Let $a, b, x$ be positive intergers such that $a \ge b$ and $a > x$.
Is it possible to express $$\left \lfloor \frac{a-b}{x} \right \rfloor $$ in terms of $\left \lfloor \frac{a}{x} \right \rfloor$ or a range to which it belongs?

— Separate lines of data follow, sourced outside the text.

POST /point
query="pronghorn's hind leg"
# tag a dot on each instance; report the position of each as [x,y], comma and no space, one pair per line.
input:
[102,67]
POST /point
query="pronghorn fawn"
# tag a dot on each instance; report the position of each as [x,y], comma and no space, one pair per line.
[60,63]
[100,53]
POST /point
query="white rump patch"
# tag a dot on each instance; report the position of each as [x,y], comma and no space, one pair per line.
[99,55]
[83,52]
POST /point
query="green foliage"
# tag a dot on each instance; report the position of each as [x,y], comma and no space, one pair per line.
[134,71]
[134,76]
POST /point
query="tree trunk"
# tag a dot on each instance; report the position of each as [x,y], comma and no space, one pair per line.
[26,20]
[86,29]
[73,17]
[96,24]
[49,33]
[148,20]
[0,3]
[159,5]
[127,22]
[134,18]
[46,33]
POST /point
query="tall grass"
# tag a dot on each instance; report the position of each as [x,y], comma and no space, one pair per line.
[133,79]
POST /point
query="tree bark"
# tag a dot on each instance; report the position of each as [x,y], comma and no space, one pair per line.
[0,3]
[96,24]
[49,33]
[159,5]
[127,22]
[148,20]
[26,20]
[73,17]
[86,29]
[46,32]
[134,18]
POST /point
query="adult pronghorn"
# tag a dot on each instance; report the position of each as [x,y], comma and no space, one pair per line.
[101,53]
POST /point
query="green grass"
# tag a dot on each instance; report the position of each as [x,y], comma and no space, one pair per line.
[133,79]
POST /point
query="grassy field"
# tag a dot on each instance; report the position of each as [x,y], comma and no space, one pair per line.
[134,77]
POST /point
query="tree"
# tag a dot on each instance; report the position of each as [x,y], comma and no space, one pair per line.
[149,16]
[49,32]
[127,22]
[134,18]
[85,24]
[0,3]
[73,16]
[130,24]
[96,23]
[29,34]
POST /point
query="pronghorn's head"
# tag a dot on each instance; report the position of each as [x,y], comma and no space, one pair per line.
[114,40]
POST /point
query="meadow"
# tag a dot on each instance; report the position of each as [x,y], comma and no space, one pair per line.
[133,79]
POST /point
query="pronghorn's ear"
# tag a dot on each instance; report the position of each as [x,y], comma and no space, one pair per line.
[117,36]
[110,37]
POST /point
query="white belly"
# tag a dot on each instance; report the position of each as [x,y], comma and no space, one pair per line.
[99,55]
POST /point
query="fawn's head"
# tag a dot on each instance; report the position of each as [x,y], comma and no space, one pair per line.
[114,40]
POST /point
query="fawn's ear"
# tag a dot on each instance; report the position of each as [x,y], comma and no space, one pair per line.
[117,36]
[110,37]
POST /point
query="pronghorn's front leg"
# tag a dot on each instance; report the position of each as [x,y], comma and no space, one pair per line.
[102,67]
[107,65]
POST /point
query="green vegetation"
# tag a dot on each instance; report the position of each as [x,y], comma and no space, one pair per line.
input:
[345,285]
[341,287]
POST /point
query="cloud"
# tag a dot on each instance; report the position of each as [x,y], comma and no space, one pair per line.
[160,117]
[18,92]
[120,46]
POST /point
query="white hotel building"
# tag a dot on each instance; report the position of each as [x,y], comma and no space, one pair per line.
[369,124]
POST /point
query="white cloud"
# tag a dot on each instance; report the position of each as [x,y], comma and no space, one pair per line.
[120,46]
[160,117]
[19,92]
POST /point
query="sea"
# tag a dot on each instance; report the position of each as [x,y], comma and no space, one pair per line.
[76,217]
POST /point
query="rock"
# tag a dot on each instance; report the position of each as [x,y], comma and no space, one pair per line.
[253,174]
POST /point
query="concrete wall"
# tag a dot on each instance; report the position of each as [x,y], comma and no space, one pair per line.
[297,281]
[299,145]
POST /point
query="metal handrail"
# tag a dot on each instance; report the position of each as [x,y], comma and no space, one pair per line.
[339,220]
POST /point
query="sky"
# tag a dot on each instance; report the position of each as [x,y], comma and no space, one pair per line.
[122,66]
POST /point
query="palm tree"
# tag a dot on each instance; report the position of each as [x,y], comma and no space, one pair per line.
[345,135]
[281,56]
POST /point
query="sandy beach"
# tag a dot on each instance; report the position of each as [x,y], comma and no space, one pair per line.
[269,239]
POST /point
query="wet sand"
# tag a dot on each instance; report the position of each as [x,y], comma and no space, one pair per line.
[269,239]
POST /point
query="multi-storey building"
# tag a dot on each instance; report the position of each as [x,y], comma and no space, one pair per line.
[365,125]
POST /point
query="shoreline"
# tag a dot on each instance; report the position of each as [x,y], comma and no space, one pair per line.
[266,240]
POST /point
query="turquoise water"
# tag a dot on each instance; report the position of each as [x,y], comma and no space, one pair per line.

If $r$ is the remainder in the divison of $a$ by $x$, we have $\frac{a-r}{x} \in \mathbb{Z}$ and $ \frac{a-r}{x} = \left \lfloor \frac{a}{x} \right \rfloor$ so $$\left \lfloor \frac{a-b}{x} \right \rfloor = \left \lfloor \frac{a-r + r - b}{x} \right \rfloor = \frac{a-r}{x} + \left \lfloor \frac{r-b}{x} \right \rfloor = \left \lfloor \frac{a}{x} \right \rfloor + \left \lfloor \frac{r-b}{x} \right \rfloor .$$
I believe that my question is equivalent to determine all possible values of $\left \lfloor \frac{r-b}{x} \right \rfloor$, but I do not know if that is possible..
Given your conditions, $\lfloor \frac{a-b}{x}\rfloor$ can be any value between $0$ (when $b=a$) and $\lfloor\frac ax\rfloor$ (when $b=0$), and that's about all you can say with the restrictions you gave.